Exactly. When Zarqawi’s organization bombed the three hotels in Amman [Jordan] last November, al-Maqdisi, with whom Zarqawi had minor and increasingly major theological differences over the years, publicly, without denouncing Zarqawi personally, criticized and chided Zarqawi on al-Jazeera television. The break between the two men had been building since they went to prison together at the end of 1993.
And that criticism was what, that it was not good to just kill ordinary civilians?
That there was no justification for the mass slaughter of civilians.
In fact I never understood why Zarqawi ordered those bombings anyway.
The bombings were interesting and indicative because they occurred in November 2005 and Zarqawi only pledged allegiance to bin Laden in October of the previous year. The Amman bombings clearly expanded his reach, his sophistication, his appeal, and also showed him to really be distancing himself from bin Laden. And my understanding is that bin Laden was absolutely furious about the attacks, because, again, civilians were the targets. And it was Muslim killing Muslim.
You have a very interesting section in the article about the differences between bin Laden and Zarqawi. Could you summarize those?
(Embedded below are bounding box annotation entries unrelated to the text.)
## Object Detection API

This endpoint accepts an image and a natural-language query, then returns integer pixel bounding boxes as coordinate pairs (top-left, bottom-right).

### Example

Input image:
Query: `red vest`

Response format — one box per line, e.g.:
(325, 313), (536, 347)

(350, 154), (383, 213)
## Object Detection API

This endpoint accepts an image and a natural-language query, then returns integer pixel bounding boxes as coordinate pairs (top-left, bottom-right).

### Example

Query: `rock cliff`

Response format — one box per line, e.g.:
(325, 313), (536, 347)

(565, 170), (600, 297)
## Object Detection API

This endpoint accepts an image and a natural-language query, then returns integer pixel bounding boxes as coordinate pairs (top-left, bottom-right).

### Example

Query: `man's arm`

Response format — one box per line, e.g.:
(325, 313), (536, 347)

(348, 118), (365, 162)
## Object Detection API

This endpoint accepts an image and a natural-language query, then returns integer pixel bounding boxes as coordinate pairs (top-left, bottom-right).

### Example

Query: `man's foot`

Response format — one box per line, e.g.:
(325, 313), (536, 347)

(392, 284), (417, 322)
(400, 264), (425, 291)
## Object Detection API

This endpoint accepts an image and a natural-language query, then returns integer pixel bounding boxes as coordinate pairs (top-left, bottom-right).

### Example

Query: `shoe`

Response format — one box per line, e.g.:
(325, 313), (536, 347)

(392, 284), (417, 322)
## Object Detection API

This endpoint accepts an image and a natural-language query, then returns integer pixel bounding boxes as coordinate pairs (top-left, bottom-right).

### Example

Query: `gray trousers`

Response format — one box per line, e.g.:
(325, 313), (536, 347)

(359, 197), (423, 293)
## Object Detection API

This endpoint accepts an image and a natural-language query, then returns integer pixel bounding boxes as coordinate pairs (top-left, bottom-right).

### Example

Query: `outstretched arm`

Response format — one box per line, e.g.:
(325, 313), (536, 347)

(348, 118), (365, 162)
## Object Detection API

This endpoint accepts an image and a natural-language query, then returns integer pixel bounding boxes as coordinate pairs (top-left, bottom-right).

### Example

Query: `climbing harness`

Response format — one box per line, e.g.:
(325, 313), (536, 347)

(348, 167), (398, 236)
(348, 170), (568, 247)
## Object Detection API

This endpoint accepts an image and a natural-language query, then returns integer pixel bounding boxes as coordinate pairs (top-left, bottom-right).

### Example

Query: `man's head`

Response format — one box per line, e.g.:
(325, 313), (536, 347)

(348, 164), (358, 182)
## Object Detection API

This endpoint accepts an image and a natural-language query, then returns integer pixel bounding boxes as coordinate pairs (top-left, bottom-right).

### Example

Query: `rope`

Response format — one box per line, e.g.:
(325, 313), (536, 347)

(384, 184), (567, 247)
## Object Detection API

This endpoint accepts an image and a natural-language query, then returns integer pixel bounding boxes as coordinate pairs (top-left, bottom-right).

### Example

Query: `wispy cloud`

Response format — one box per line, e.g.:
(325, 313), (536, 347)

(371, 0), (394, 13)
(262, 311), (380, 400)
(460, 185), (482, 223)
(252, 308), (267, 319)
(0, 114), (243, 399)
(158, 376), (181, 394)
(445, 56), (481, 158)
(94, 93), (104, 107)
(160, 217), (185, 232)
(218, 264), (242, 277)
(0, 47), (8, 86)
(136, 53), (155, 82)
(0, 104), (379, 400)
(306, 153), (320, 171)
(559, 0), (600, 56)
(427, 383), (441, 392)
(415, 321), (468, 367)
Well you know when Zarqawi first met bin Laden in December 1999, according to an Israeli intelligence official with whom I spoke, it was "loathing at first sight." Bin Laden found Zarqawi to be aggressive, abrasive. He distrusted him immediately, fearing that he and the group of prisoners with whom he was released earlier that year in a general amnesty in Jordan had been infiltrated by the Jordanian Muhabarat [secret police]. So there was the distrust and the suspicion. There was also the intense dislike because bin Laden looked at Zarqawi as being overly ambitious, streetwise, lacking any real ideological grounding.
Zarqawi, on the other hand, openly criticized bin Laden in justifying his attacks on Shiites. Bin Laden has never advocated sectarian warfare between Sunnis and Shiites. He sees things in the larger context, i.e. war against the United States and Israel. So Zarqawi was very impertinent, to put it gently, with bin Laden vis-à-vis the issue of Shiites. He also told bin Laden—ironically now in retrospect—that he totally opposed bin Laden’s giving Arab fighters to Mullah Omar, the leader of the Taliban in Afghanistan, to fight the Northern Alliance, which still at that point in December 1999 held 10 percent of Afghanistan even though the Taliban had come to power a number of years earlier. And the temerity of this young, streetwise, smart kid telling the leader of al-Qaeda that he disagreed with him very strongly on two very basic ideological grounds, left bin Laden simply aghast.